A cela s'ajoute d'autres interrogations comme la mise en place de nouvelles formations correspondants aux standards européens du 3-5-8 (alors que le système de l'enseignement supérieur français est plutôt celui du 2-4-5-7. « Nous sommes bien conscients que beaucoup reste à faire, ajoute Corynne Jaffeux. Des interrogations demeurent. Ainsi, dans le cadre de la réforme 3-5-8 engagée par le ministère de l'Éducation Nationale, comment adapter le niveau des formations ? Comment attirer les jeunes vers les métiers du transport et de la logistique ? Comment favoriser la recherche dans les secteurs concernés ? » Des questions qui en tout état de cause n'auront pas leur réponse avant cinq bonnes années. Les chefs d'entreprises le savent. « Notre mission en tant que chef d'entreprise est d'investir dans de la compétence pour mieux créer de la valeur, insiste Marie Christine Lombard, Pdg de TNT. Notre secteur est fortement concurrencé au niveau des embauches. Il nous faut donc mieux faire connaître les métiers du transport et les valoriser afin d'attirer les meilleurs. »

Licences professionnelles
La denrée rare

Les licences professionnelles ont vu le jour en 1999, pour permettre à des établissements universitaires de créer des diplômes spécifiques, mais correspondant à des besoins émis par les professionnels. Elles permettent donc aux universités de sortir du champ traditionnel des licences (droit, sciences économiques, AES -Administration Économique et Sociale-, etc.) pour aller vers des domaines plus pointus. Au passage, elles favorisent une transition en douceur vers un système d'enseignement supérieur uniformisé en Europe, aux niveaux bac +3 et bac + 5. Mais pour éviter de sombrer dans la cacophonie et l'inutile, les demandes ouvertures de licences sont examinées par une commission nationale d'expertise. Cette commission est chargée d'étudier le bien fondé de la demande, de vérifier l'adéquation entre la formation dispensée et les besoins exprimés par les professionnels et d'examiner le contenu de la formation.

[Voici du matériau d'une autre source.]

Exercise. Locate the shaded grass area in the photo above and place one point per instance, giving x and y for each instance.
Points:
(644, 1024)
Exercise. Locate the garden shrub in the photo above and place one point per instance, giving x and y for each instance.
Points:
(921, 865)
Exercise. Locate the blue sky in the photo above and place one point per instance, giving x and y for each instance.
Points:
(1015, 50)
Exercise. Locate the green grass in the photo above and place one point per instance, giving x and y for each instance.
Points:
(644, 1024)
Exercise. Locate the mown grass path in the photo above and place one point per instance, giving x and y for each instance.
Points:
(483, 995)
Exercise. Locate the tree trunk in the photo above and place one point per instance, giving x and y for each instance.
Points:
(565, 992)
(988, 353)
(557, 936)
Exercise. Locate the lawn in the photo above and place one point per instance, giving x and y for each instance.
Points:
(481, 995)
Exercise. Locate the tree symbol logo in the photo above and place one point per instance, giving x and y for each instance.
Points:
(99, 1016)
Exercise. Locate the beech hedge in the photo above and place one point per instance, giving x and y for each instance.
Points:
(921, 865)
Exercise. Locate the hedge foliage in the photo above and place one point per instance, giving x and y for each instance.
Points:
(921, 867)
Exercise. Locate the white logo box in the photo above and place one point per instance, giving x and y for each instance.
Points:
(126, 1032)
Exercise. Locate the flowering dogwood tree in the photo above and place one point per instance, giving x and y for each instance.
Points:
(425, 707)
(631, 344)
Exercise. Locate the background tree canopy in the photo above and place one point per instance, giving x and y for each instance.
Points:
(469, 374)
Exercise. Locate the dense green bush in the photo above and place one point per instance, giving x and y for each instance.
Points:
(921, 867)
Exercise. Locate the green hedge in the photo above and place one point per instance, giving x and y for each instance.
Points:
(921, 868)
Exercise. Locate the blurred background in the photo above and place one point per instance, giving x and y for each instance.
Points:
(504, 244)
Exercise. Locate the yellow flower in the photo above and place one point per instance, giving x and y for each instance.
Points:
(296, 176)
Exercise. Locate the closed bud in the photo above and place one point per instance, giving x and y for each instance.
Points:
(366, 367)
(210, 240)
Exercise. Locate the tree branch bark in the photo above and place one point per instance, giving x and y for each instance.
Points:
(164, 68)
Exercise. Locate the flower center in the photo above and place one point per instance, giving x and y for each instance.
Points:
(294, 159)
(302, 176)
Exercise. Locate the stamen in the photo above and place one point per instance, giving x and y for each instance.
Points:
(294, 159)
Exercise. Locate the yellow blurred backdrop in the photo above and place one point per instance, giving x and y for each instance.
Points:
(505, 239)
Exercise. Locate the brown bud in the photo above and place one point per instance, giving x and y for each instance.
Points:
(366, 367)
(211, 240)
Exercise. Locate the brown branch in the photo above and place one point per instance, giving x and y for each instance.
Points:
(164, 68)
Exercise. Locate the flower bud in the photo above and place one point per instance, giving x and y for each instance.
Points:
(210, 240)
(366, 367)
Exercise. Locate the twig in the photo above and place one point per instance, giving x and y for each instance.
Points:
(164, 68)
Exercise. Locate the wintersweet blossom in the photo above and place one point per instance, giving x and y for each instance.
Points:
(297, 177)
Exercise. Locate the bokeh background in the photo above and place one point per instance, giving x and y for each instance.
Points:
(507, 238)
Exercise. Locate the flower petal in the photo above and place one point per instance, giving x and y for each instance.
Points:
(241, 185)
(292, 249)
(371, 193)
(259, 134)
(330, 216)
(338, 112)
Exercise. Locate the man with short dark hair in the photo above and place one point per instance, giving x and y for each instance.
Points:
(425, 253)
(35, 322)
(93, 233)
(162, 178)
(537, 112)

En 2000, les 150 premières licences professionnelles ont donc vu le jour. Quatre ouvertures seulement ont concerné de près ou de loin les secteurs de la logistique. Aucune n'a pris l'intitulé transport, constat décevant en regard des besoins exprimés par les professionnels. Ces quatre licences ont souvent vu le jour en prolongement de départements IUT : Evry (management de la chaîne logistique), Chalon (systèmes logistiques), Aix Marseille (organisation et gestion des achats) et Bordeaux (Management opérationnel en commerce électronique).